Conditional Probability

Conditional probability $P(x|y)$ is the probability of an event occurring given that another event has already occurred.

Probability Rules

probability rules allow us to establish relationships between different probabilities. For instance, we can relate marginal probabilities to joint probabilities 🎲

Law of Total Probability The law of total probability relates marginal and joint probabilities. It’s given by:

P(X) = \sum_{i} P(X, Y_i)

It states that the marginal probability of an event can be found by considering all possible ways that the event can occur jointly with the other variable.
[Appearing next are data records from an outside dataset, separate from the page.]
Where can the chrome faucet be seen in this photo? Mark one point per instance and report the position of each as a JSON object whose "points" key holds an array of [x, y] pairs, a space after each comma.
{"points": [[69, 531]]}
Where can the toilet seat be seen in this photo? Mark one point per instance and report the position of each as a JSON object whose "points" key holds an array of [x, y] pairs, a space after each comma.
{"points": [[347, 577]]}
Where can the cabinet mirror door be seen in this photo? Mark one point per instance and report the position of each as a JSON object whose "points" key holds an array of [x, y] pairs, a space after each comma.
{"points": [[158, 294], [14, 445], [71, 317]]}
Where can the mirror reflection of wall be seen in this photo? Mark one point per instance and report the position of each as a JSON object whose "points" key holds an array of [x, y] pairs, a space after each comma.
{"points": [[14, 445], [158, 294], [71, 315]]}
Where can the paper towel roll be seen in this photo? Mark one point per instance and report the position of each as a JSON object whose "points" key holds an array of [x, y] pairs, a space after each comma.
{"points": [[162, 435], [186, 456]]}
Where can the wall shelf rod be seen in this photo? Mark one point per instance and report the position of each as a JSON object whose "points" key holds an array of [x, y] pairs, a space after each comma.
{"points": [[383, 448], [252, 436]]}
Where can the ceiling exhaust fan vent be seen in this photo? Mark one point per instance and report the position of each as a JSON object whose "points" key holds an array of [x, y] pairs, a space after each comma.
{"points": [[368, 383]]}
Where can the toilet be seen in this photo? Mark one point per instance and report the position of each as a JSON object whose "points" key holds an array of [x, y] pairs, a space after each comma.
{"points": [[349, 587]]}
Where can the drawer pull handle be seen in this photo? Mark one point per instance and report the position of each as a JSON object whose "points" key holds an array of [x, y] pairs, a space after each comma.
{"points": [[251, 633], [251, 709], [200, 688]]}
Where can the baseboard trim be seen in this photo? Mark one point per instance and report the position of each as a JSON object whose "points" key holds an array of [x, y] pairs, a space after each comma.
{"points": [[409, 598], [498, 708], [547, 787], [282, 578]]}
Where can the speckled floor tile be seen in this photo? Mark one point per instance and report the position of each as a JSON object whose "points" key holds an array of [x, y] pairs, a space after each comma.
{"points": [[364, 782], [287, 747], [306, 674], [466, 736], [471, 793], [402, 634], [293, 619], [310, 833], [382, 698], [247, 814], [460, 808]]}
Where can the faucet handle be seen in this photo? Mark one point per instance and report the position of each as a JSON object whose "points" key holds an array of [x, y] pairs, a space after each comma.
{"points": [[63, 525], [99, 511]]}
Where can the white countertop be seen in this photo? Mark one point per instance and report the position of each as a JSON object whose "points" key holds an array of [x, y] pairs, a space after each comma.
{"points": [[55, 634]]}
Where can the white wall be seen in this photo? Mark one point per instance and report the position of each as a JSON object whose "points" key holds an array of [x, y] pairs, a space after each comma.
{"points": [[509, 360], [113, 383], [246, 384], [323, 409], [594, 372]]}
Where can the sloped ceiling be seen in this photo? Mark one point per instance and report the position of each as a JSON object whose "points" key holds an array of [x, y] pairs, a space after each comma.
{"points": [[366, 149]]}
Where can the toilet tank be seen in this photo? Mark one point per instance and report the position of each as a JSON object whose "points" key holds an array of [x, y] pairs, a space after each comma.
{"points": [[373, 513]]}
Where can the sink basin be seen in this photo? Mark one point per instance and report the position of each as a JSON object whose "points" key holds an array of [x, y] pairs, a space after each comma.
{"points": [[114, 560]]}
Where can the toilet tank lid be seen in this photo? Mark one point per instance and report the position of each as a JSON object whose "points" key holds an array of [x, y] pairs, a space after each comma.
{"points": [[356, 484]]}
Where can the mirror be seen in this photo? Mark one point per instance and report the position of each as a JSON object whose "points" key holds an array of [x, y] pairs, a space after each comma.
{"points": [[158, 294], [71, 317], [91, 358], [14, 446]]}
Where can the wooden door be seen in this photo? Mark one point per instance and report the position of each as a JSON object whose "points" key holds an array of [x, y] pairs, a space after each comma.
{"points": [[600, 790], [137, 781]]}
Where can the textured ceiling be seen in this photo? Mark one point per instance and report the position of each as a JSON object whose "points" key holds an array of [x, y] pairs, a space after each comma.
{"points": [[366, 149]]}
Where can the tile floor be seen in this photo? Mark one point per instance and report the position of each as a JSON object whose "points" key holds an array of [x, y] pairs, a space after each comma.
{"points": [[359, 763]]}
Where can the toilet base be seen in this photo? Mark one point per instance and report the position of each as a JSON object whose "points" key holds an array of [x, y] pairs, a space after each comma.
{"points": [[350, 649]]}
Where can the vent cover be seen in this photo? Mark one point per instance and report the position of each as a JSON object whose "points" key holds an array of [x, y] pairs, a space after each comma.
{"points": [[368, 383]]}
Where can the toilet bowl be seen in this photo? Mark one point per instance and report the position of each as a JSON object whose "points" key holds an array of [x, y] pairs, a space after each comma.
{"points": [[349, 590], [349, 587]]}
Product Rule The product rule relates joint probability to conditional probability. It states that the joint probability of two variable $X$ and $Y$ can be expressed as:

P(X, Y) = P(X|Y)P(Y) = P(Y|X)P(X)

Similarly, the conditional probability can be expressed as:

P(X \mid Y) = \frac{P(X,Y)}{P(Y)}

Bayes' Rule The product rule allows us to compute the conditional probability from the joint probability. But what if the joint is not available. In that case Bayes' rule comes to the rescue. It allows us to compute the conditional probability $P(X \mid Y)$ from the inverse conditional $P(Y\mid X)$ . It is derived from the product rule and is expressed as:

P(X \mid Y) = \frac{P(Y|X) * P(Y)}{P(Y)}

Chain Rule The chain rule of probability allows us to express the joint probability of a sequence of events as the product of conditional probabilities. For a sequence of events $X_1, X_2, ..., X_n$ , the chain rule is given by:

P(X_1, X_2, ..., X_n) = P(X_1)P(X_2|X_1)P(X_3|X_1, X_2)\cdots P(X_n|X_1, X_2, ..., X_{n-1})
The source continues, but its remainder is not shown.